Share the details of the journey
We make sure the journey is the adventure for S. It’s easy as an adult to suffer a long hike in order to get to an incredible mountain lake, or lookout point, but when you’re three, you simply don’t care. We talk through the hike and what he might see on the journey and try and set some activities.
In National Parks, a great one in the junior ranger program as it has activities to complete whilst on the trails (activity bingo especially), and if not, try and pickup a hiking bingo card (we have a set of reusable ones) which you can use to keep toddlers occupied. If they have a mission on the journey, they’ll stay focused on task and forget about their legs.
Lower your expectations
Just because you can hike 10 miles and 2,000 feet elevation, doesn’t mean you should. Day long hikes are generally not popular with our three year old, so we try and focus on half days
Some days on a walk when S is in a particularly observant mood, we may only manage 1/3 mile in an hour as he points out every bug, flower and plant along the way. Even more so if he comes up with a new game that typically requires us to stop and “fix the trail” which translates as hitting a bit of rock with a stick. You’re not doing this to build fitness (not physical anyway), but there is a purpose.
Start ’em young
I am forever grateful that my parents were hikers when I was young. I can vividly remember some of the hikes we did as a family when I was very young in the UK, in Yorkshire, Wales and the Isles of Scilly. Whilst I don’t remember many details of the hikes themselves, the fact we hiked on every holiday meant that it was and is hardwired into me that hiking is a holiday (and thus fun) activity.

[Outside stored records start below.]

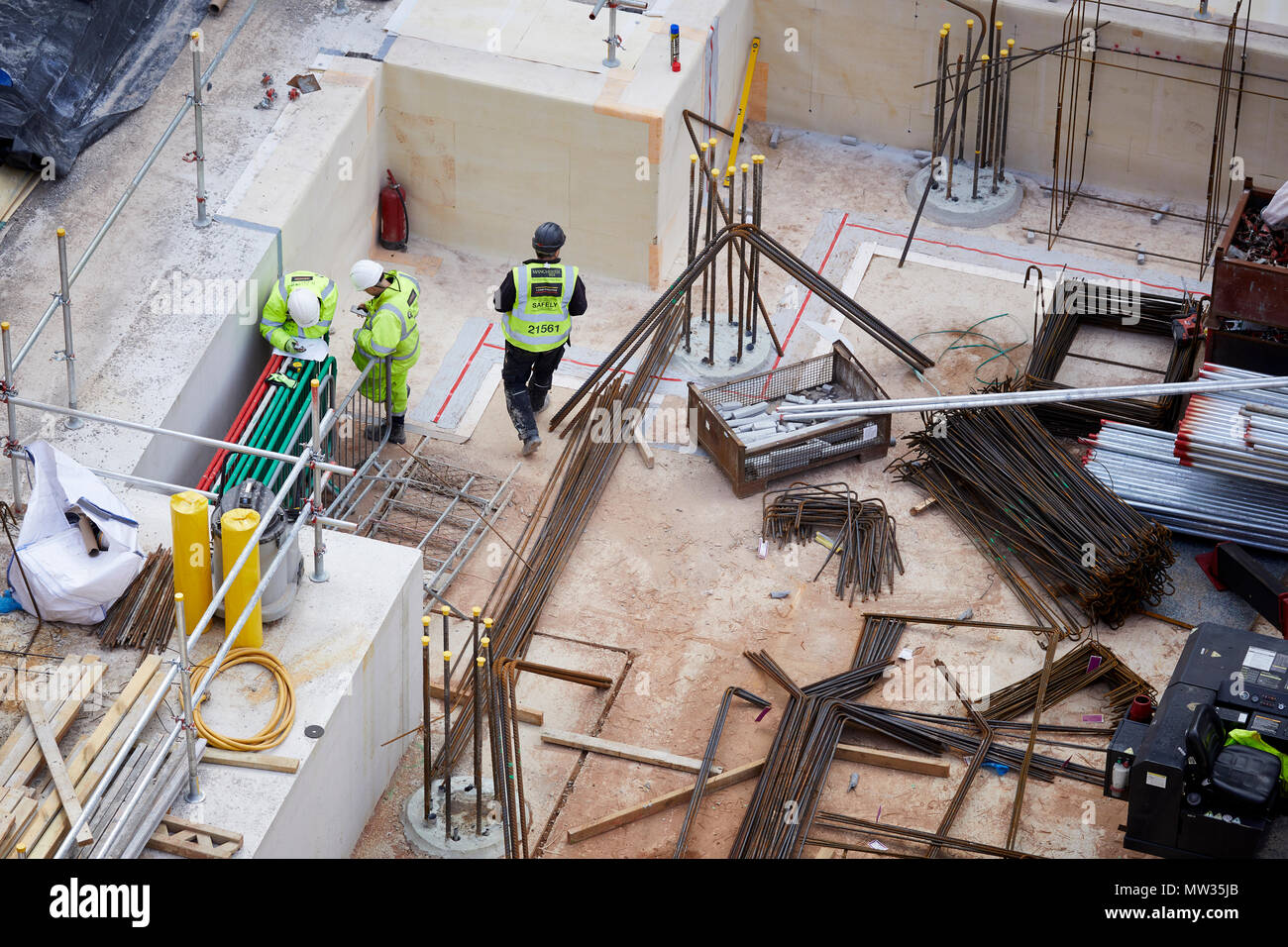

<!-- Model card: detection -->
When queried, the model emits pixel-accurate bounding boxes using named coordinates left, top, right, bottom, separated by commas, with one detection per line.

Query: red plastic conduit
left=197, top=356, right=286, bottom=489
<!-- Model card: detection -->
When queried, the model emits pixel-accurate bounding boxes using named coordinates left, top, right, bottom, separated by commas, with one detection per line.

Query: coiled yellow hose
left=192, top=648, right=295, bottom=753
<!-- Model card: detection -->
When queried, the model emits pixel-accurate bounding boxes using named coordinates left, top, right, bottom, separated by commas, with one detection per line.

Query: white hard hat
left=349, top=261, right=385, bottom=290
left=286, top=287, right=322, bottom=329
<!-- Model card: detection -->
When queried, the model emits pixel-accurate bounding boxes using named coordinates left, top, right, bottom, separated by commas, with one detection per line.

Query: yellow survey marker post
left=170, top=489, right=214, bottom=635
left=219, top=509, right=265, bottom=648
left=725, top=36, right=760, bottom=187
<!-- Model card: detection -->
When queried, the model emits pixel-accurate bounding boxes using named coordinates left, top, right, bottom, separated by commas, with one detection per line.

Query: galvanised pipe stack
left=1083, top=421, right=1288, bottom=553
left=1175, top=364, right=1288, bottom=484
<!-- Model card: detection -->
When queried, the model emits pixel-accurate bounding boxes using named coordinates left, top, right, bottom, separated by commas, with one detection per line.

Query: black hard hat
left=532, top=220, right=564, bottom=254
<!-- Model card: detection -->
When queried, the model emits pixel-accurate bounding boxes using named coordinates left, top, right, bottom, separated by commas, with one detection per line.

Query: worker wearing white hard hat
left=259, top=269, right=340, bottom=352
left=349, top=261, right=420, bottom=445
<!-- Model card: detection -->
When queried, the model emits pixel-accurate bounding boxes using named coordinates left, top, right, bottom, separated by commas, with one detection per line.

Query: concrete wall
left=134, top=58, right=385, bottom=484
left=755, top=0, right=1288, bottom=204
left=381, top=0, right=752, bottom=286
left=123, top=489, right=422, bottom=858
left=255, top=533, right=422, bottom=858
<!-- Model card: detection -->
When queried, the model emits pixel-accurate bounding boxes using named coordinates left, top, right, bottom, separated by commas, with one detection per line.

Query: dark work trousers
left=501, top=342, right=567, bottom=441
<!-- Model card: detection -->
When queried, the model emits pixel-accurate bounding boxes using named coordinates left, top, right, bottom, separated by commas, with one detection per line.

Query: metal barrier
left=0, top=322, right=358, bottom=858
left=325, top=359, right=393, bottom=517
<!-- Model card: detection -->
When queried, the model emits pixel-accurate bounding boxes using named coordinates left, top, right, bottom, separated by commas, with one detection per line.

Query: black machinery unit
left=1104, top=624, right=1288, bottom=858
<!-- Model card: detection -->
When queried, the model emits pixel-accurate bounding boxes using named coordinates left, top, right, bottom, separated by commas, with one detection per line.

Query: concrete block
left=456, top=123, right=571, bottom=220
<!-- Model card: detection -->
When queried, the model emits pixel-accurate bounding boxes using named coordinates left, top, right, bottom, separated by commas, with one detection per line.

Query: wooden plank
left=3, top=656, right=107, bottom=786
left=22, top=701, right=94, bottom=847
left=836, top=743, right=948, bottom=777
left=161, top=808, right=242, bottom=848
left=429, top=684, right=546, bottom=727
left=0, top=798, right=39, bottom=857
left=8, top=655, right=164, bottom=858
left=0, top=655, right=81, bottom=786
left=202, top=747, right=300, bottom=773
left=147, top=822, right=241, bottom=858
left=541, top=730, right=721, bottom=773
left=568, top=760, right=765, bottom=843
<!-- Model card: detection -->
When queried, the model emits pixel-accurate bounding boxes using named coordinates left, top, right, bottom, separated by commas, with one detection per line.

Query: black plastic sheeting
left=0, top=0, right=209, bottom=177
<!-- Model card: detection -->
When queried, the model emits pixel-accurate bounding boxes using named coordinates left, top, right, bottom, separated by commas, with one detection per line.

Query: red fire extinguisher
left=380, top=167, right=407, bottom=250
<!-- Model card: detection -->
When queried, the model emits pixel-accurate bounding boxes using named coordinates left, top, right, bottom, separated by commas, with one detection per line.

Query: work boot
left=366, top=415, right=407, bottom=445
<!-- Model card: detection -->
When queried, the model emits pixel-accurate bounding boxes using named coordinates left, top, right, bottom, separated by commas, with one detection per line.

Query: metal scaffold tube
left=13, top=0, right=261, bottom=368
left=54, top=422, right=335, bottom=858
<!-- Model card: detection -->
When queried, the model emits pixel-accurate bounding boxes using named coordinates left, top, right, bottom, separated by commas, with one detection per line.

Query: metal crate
left=690, top=342, right=890, bottom=498
left=1212, top=188, right=1288, bottom=326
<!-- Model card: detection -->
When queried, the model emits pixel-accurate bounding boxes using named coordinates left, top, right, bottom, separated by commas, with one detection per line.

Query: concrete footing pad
left=666, top=313, right=782, bottom=388
left=402, top=776, right=505, bottom=858
left=906, top=163, right=1024, bottom=227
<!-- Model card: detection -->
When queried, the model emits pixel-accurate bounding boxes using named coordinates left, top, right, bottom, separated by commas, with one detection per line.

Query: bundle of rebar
left=761, top=481, right=903, bottom=605
left=1019, top=279, right=1203, bottom=437
left=930, top=20, right=1015, bottom=200
left=730, top=628, right=1108, bottom=858
left=95, top=548, right=175, bottom=653
left=893, top=407, right=1175, bottom=637
left=434, top=263, right=690, bottom=775
left=434, top=203, right=934, bottom=775
left=979, top=640, right=1158, bottom=724
left=849, top=703, right=1105, bottom=785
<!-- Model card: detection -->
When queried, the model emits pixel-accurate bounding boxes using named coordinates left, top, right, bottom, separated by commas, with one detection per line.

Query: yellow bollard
left=170, top=489, right=214, bottom=635
left=219, top=509, right=265, bottom=648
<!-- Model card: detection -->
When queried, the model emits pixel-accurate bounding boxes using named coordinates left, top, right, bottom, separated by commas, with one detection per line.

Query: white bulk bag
left=8, top=441, right=145, bottom=625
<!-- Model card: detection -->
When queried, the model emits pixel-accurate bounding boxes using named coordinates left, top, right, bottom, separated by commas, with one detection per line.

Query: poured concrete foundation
left=113, top=491, right=421, bottom=858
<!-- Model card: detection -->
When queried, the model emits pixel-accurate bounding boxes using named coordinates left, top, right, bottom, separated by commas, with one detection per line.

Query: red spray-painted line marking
left=486, top=343, right=684, bottom=381
left=849, top=224, right=1185, bottom=292
left=760, top=213, right=854, bottom=398
left=434, top=322, right=496, bottom=424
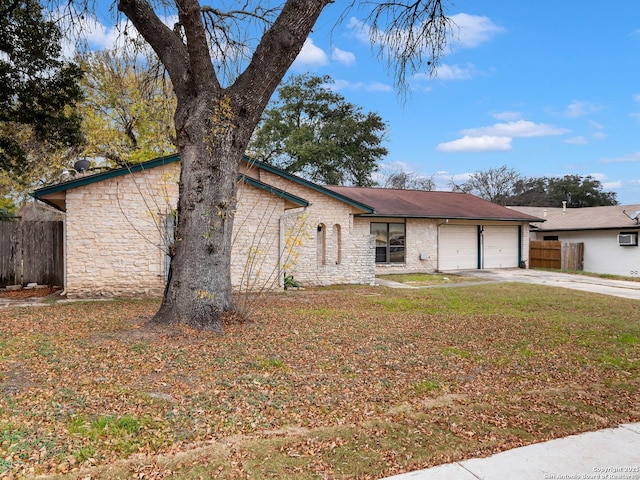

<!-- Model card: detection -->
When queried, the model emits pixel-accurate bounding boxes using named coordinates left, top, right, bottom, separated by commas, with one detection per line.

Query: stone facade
left=55, top=159, right=528, bottom=298
left=65, top=162, right=375, bottom=298
left=65, top=164, right=179, bottom=298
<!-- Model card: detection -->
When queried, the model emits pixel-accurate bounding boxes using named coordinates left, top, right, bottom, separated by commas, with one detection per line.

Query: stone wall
left=66, top=163, right=375, bottom=298
left=65, top=164, right=179, bottom=298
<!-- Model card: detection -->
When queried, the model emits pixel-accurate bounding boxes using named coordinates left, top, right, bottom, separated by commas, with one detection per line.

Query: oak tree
left=60, top=0, right=450, bottom=331
left=0, top=0, right=82, bottom=208
left=249, top=74, right=387, bottom=187
left=79, top=48, right=176, bottom=167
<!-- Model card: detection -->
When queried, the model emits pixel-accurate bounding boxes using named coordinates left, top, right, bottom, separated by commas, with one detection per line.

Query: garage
left=438, top=225, right=478, bottom=270
left=482, top=225, right=520, bottom=268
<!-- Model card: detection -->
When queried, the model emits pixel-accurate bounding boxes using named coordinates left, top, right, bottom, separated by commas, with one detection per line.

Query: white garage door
left=438, top=225, right=478, bottom=270
left=483, top=226, right=520, bottom=268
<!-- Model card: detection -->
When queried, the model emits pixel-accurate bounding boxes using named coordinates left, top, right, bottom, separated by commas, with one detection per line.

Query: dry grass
left=0, top=284, right=640, bottom=479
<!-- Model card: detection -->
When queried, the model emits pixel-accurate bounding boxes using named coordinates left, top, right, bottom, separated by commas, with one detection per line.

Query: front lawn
left=0, top=284, right=640, bottom=479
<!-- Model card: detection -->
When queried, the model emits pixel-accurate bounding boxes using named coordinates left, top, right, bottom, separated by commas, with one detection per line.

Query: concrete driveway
left=444, top=268, right=640, bottom=300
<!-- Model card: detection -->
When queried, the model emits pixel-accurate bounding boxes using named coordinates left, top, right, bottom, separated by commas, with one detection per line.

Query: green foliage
left=284, top=272, right=302, bottom=290
left=249, top=74, right=387, bottom=186
left=80, top=50, right=176, bottom=166
left=452, top=165, right=618, bottom=207
left=0, top=0, right=82, bottom=179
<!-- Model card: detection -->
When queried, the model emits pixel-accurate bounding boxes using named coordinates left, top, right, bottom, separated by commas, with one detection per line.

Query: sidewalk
left=387, top=423, right=640, bottom=480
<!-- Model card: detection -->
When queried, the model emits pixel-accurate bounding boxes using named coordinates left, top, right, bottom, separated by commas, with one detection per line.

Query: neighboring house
left=511, top=204, right=640, bottom=276
left=33, top=155, right=540, bottom=297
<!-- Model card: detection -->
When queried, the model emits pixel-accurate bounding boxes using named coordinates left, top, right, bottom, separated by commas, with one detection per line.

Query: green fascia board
left=30, top=153, right=374, bottom=213
left=239, top=175, right=311, bottom=207
left=30, top=154, right=180, bottom=199
left=243, top=156, right=375, bottom=213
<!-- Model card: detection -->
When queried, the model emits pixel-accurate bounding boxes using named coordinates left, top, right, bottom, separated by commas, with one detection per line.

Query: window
left=333, top=224, right=342, bottom=265
left=371, top=222, right=405, bottom=263
left=316, top=223, right=327, bottom=265
left=618, top=232, right=638, bottom=247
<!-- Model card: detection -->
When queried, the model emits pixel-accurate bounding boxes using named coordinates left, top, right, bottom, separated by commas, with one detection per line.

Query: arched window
left=316, top=223, right=327, bottom=265
left=333, top=224, right=342, bottom=265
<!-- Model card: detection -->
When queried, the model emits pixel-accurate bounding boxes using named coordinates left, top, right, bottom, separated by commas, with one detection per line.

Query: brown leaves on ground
left=0, top=285, right=640, bottom=479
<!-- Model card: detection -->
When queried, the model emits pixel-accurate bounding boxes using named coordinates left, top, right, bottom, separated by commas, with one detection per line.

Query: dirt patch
left=0, top=287, right=62, bottom=300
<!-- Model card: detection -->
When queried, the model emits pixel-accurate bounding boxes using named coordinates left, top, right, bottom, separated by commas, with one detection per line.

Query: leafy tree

I hope and believe that by introducing S and E to hiking in their earliest years and making it fun for them both, we’ll pass on the same love of nature and hiking.
You didn’t go for a hike to stare and your phone, to check your email, you went to spend quality time in nature with your children. So leave your phone in your pocket (you probably won’t have signal anyway) and take a toddler led hike and experience a trail in a new way.
Walking a trail you’ve walked a thousand times before can be a totally different experience when you let your toddler show you the way. You’ll find bugs, invent new games, spot wildlife (real and imagined) and create stories to discuss for weeks and years to come. Take the opportunity to slow down and smell the flowers, to pick up a slug and listen to a songbird, after all the Journey is the Adventure.
Accept you might not make it all the way today…
Sometimes it’s just too much, and there’s no shame in deciding it’s time to turn around and head for home. The important thing is to recognize when everyone is at their limit, and not push beyond. With toddler hiking, you’re looking to make it fun, and that means sometimes that the highlight of your hike is seeing an interesting furry caterpillar even though you know if you’d walked on another half mile, there was an incredible waterfall.
The most important thing is you and your little hikers all had fun, not what the fun ended up being, and remember, you can always come back another time.